Motorcyclists, the elderly and reckless drivers remain three key areas of concern, the Traffic Police said yesterday.
Their latest statistics show that last year, 4,875 motorcyclists and their pillion riders were injured, a 5 per cent rise on 2014.
Motorcyclists and their pillion passengers also comprised almost half of all road deaths last year - 72 out of a total of 152.
Assistant Commissioner of Police Sam Tee, commander of the Traffic Police, said that in 40 per cent of accidents involving motorcyclists, the rider was at fault.
The top three causes of motorcycle accidents were a failure to keep a lookout, failing to keep proper control, or not giving way to traffic with the right of way.
The Traffic Police are trying to stem this rising number by educating the motorcycling community, particularly Malaysian motorcyclists who ride into Singapore.
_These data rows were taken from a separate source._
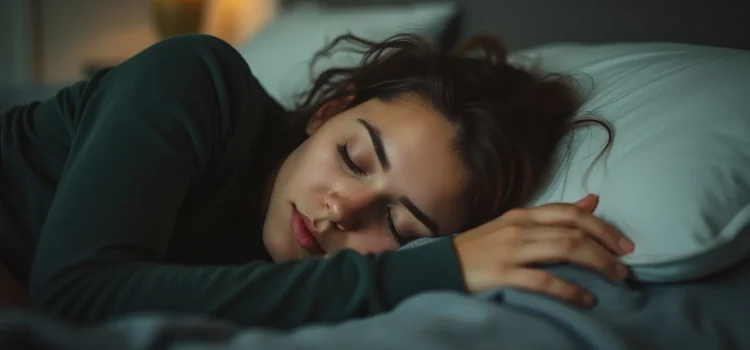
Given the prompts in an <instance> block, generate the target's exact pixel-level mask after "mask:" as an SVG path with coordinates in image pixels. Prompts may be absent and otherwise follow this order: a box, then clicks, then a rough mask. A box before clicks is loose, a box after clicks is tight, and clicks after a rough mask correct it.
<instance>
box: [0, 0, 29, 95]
mask: <svg viewBox="0 0 750 350" xmlns="http://www.w3.org/2000/svg"><path fill="white" fill-rule="evenodd" d="M29 10H30V7H29V2H28V1H27V0H0V86H2V85H11V84H20V83H24V82H27V81H30V80H31V79H32V77H33V58H32V42H33V40H32V37H31V28H30V27H29V23H28V22H27V18H28V14H29Z"/></svg>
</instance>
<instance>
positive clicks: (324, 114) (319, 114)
mask: <svg viewBox="0 0 750 350" xmlns="http://www.w3.org/2000/svg"><path fill="white" fill-rule="evenodd" d="M352 101H354V95H353V94H352V95H347V96H345V97H343V98H340V99H333V100H330V101H328V102H326V103H325V104H324V105H323V106H321V107H320V108H318V110H317V111H315V113H314V114H313V115H312V116H311V117H310V120H308V121H307V127H306V128H305V131H306V132H307V136H311V135H312V134H314V133H315V132H316V131H318V129H320V127H321V126H323V124H325V122H327V121H328V120H329V119H331V117H333V116H334V115H336V114H338V113H339V112H341V111H343V110H345V109H346V108H347V107H349V104H351V103H352Z"/></svg>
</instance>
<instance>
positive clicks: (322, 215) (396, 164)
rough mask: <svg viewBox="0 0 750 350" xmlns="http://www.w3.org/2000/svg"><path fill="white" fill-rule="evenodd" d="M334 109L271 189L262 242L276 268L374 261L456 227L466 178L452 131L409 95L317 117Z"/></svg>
mask: <svg viewBox="0 0 750 350" xmlns="http://www.w3.org/2000/svg"><path fill="white" fill-rule="evenodd" d="M333 107H335V106H333V105H332V104H329V105H327V106H326V107H324V108H323V109H321V111H319V113H318V114H317V115H316V116H315V117H313V118H312V119H311V121H310V123H309V124H308V128H307V132H308V134H309V136H310V137H309V138H308V139H307V140H306V141H305V142H304V143H303V144H302V145H301V146H300V147H298V148H297V149H296V150H295V151H294V152H292V153H291V154H290V155H289V156H288V157H287V158H286V160H285V161H284V163H283V164H282V165H281V168H280V169H279V172H278V174H277V176H276V179H275V181H274V184H273V189H272V192H271V199H270V202H269V207H268V212H267V215H266V219H265V224H264V227H263V241H264V244H265V246H266V248H267V249H268V251H269V252H270V254H271V256H272V258H273V259H274V260H275V261H284V260H290V259H302V258H306V257H311V256H324V255H330V254H333V253H335V252H336V251H339V250H342V249H346V248H351V249H354V250H356V251H358V252H360V253H363V254H366V253H378V252H382V251H385V250H393V249H396V248H398V247H399V246H400V245H402V244H403V243H404V242H408V241H410V240H413V239H416V238H421V237H430V236H438V235H445V234H450V233H454V232H456V231H457V230H458V229H459V227H461V225H462V223H463V221H464V213H463V208H462V207H461V205H460V204H459V203H461V195H462V192H463V190H464V188H465V185H466V181H467V180H466V179H467V175H468V174H467V172H466V168H465V167H464V165H463V163H462V162H461V160H460V159H459V157H458V154H457V153H456V152H455V151H453V139H454V136H455V128H454V127H453V125H451V124H450V123H449V122H448V121H447V120H445V118H443V117H442V116H441V115H439V114H438V113H437V112H436V111H435V110H434V109H433V108H432V107H431V106H429V104H427V103H426V102H424V101H423V100H422V99H420V98H417V97H412V96H407V97H403V98H400V99H396V100H394V101H389V102H384V101H380V100H370V101H367V102H365V103H362V104H360V105H358V106H356V107H353V108H350V109H347V110H345V111H343V112H341V113H338V114H335V113H334V116H333V117H330V118H324V117H321V116H322V115H325V114H328V115H330V114H331V113H326V110H325V109H326V108H333Z"/></svg>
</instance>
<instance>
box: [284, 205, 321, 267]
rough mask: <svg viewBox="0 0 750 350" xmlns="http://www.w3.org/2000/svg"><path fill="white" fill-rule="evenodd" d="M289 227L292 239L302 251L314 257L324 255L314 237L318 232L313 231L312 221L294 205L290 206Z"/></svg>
mask: <svg viewBox="0 0 750 350" xmlns="http://www.w3.org/2000/svg"><path fill="white" fill-rule="evenodd" d="M291 227H292V237H293V238H294V240H295V241H296V242H297V244H299V246H300V247H302V249H304V250H305V251H307V252H308V253H310V254H311V255H315V256H318V255H323V254H325V251H324V250H323V247H321V246H320V243H318V239H317V238H316V237H315V236H316V234H318V232H317V230H315V227H314V226H313V224H312V220H310V218H308V217H306V216H305V215H303V214H302V213H300V212H299V210H297V206H295V205H294V204H292V220H291Z"/></svg>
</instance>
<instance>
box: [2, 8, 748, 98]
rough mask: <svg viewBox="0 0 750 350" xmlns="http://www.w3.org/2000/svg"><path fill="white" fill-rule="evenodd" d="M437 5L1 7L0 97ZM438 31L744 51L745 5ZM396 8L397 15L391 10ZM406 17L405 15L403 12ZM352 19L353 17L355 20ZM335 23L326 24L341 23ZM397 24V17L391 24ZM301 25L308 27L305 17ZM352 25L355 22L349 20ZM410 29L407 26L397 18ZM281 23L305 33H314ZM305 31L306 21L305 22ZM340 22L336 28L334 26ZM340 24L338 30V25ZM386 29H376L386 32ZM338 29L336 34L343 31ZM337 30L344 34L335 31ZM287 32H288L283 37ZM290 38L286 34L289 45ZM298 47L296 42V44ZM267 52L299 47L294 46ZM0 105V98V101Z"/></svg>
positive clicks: (524, 41)
mask: <svg viewBox="0 0 750 350" xmlns="http://www.w3.org/2000/svg"><path fill="white" fill-rule="evenodd" d="M435 1H437V2H441V1H440V0H416V1H411V0H0V94H4V96H8V94H11V93H15V92H17V91H19V89H21V88H22V87H28V86H33V87H35V88H36V89H44V88H47V89H53V88H56V87H59V86H62V85H64V84H68V83H70V82H73V81H76V80H79V79H83V78H85V77H86V76H87V75H88V74H90V73H91V72H92V71H95V70H97V69H100V68H102V67H106V66H109V65H114V64H117V63H119V62H122V61H123V60H125V59H127V58H128V57H130V56H132V55H133V54H135V53H137V52H138V51H140V50H143V49H144V48H146V47H147V46H149V45H151V44H153V43H155V42H156V41H158V40H160V39H162V38H164V37H167V36H170V35H174V34H178V33H181V32H201V33H209V34H213V35H216V36H219V37H221V38H223V39H225V40H227V41H228V42H230V43H232V44H233V45H235V46H236V47H238V48H242V47H244V46H247V45H249V44H248V43H251V42H252V40H253V38H254V37H255V35H257V34H258V32H259V31H261V30H262V29H263V28H266V27H267V26H268V25H269V23H273V22H274V21H276V20H277V19H278V18H280V17H283V15H284V14H285V13H286V12H287V11H288V9H290V8H294V7H295V6H301V5H304V4H316V5H319V6H322V7H321V8H320V9H318V10H317V11H318V12H317V13H318V14H319V15H320V18H321V20H323V19H322V18H324V17H325V15H326V12H327V11H341V9H348V10H351V9H356V12H354V10H351V11H350V12H349V13H352V14H353V15H352V16H350V17H351V18H355V17H356V18H357V20H356V21H357V22H356V23H354V22H353V23H354V24H351V25H350V26H362V25H371V26H376V25H378V23H373V24H366V23H363V22H366V21H368V20H371V21H379V20H380V19H378V18H379V17H378V16H372V17H371V18H370V17H368V16H366V14H367V13H368V11H378V9H379V8H383V7H390V8H392V9H393V10H394V11H398V9H399V8H402V9H404V10H403V11H406V10H407V9H408V5H409V4H417V3H429V2H435ZM452 3H455V4H457V6H458V7H457V11H456V15H455V16H453V17H452V20H451V22H450V23H449V24H446V26H445V28H444V31H445V33H447V34H446V35H452V36H453V39H455V38H461V37H466V36H468V35H471V34H474V33H478V32H493V33H496V34H499V35H501V36H502V37H503V38H504V39H505V40H506V42H507V43H508V45H509V47H510V48H511V49H513V50H515V49H523V48H527V47H531V46H535V45H540V44H545V43H551V42H561V41H565V42H571V41H575V42H585V43H600V42H614V41H673V42H687V43H693V44H702V45H714V46H726V47H735V48H744V49H748V48H750V39H748V38H750V36H748V33H749V32H750V30H748V24H747V23H748V15H747V14H748V13H750V11H748V3H749V2H748V1H746V0H720V1H708V0H655V1H646V0H456V1H452ZM399 6H400V7H399ZM404 13H405V12H404ZM357 16H360V17H357ZM337 18H338V17H336V18H334V19H333V20H331V19H326V21H328V22H331V21H333V22H336V21H339V19H337ZM389 18H396V17H393V16H391V17H389ZM306 20H307V19H306ZM352 21H354V20H353V19H352ZM394 21H395V20H394ZM400 21H401V22H404V21H406V22H408V21H409V20H403V19H401V20H400ZM299 23H302V22H300V21H297V24H295V23H291V24H284V25H285V26H286V28H291V27H293V26H295V25H297V27H294V28H295V30H297V31H299V32H300V33H301V34H306V35H307V34H309V33H302V32H304V31H315V30H320V29H319V27H316V26H309V29H307V28H308V27H305V26H306V25H302V24H299ZM304 23H308V22H304ZM336 23H339V22H336ZM341 23H343V22H341ZM388 25H391V24H388V23H387V21H386V23H385V24H381V26H388ZM342 28H343V29H342ZM338 29H341V30H344V29H347V27H346V26H344V25H343V24H342V25H341V26H339V27H338ZM289 30H291V29H289ZM293 36H294V35H292V37H293ZM302 44H304V43H302ZM274 45H277V46H279V45H297V43H294V42H293V40H286V39H285V40H283V41H280V42H279V41H277V42H275V43H274ZM0 97H3V96H0Z"/></svg>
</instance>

According to latest Land Transport Authority statistics, an average of 54,000 foreign vehicles entered Singapore each day in 2014, mostly motorbikes.
The Traffic Police are erecting billboards at Tuas and Woodlands checkpoints with road safety messages in all four official languages aimed at motorcyclists entering the country.
Motorcycling blogger Ian Tan, 39, believes many riders here are still not wearing basic safety gear while riding - such as long trousers, covered shoes and full-face helmets.
"There are still too many riders who don't ride well," he said. "They think they are riding expertly when they weave in and out recklessly. Actually they are putting themselves and others in danger."
Meanwhile, the Traffic Police reported a rise in accidents involving elderly pedestrians aged 60 and older. There were 211 cases last year, up from 194 in 2014. Over a quarter of these accidents happened when the pedestrians were jaywalking.
Chairman of the Singapore Road Safety Council Bernard Tay said the authorities could look into building more facilities such as traffic crossings in estates with older residents.
The Traffic Police also pointed out that through enforcement operations, the number of "reckless and dangerous driving offences" detected increased from 38 in 2014 to 57 last year.
These offences include illegal racing and recklessly weaving in and out of traffic.
"We will mount daily roadblocks to target drink drivers... illegal racing, and reckless riding and driving," said AC Tee.
"Those who misbehave on the road will be taken to task swiftly."